Re: #11- Odra Opole - GKS Jastrzębie (sb. 07.11., g. 12:40)

#9
wijamurzyn pisze:
sobota, 7 listopada 2020, 10:41
Czapla kontuzja? No i jestem trochę zdziwiony że pomimo powrotu Kuchty nadal broni Rosa.
Normalna sprawa, że broni Rosa. Chociaż dalej nie jestem jego fanem, to fakty są takie, że w kilku meczach puścił dwie bramki z rzutów karnych. Kuchta niedawno wrócił do treningów i nie zagrał jeszcze ani jednego spotkania.
Trzeba też pomyśleć o mentalu zawodników. Co trener miałby powiedzieć Rosie ? Jak by to wpłynęło na resztę chłopaków ?
Myślę, że jak defensywa i Rosa będą się tak spisywac jak dotychczas, to tą rundę skończymy z nim w bramce. A po zimie zaczną rywalizację od nowa.

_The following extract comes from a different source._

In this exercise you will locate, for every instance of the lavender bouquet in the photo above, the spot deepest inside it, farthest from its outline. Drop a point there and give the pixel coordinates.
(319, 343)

Re: #11- Odra Opole - GKS Jastrzębie (sb. 07.11., g. 12:40)

#18
Odra myślała że będzie lekko i przyjemnie. Powtarzam jak mantrę. Jak brakuje strzałów na bramkę to nie ma gola. Samo nie wpadnie. W cymbergaja to można pogrywać na stole . Wychodząc na drugą połowę mamy same straty. Stracono zawodnika i gola . W dodatku mając dwóch kandydatów do czerwonej kartki za drugą żółtą oraz notoryczny brak strzelców czarno widać te następne 45 minut.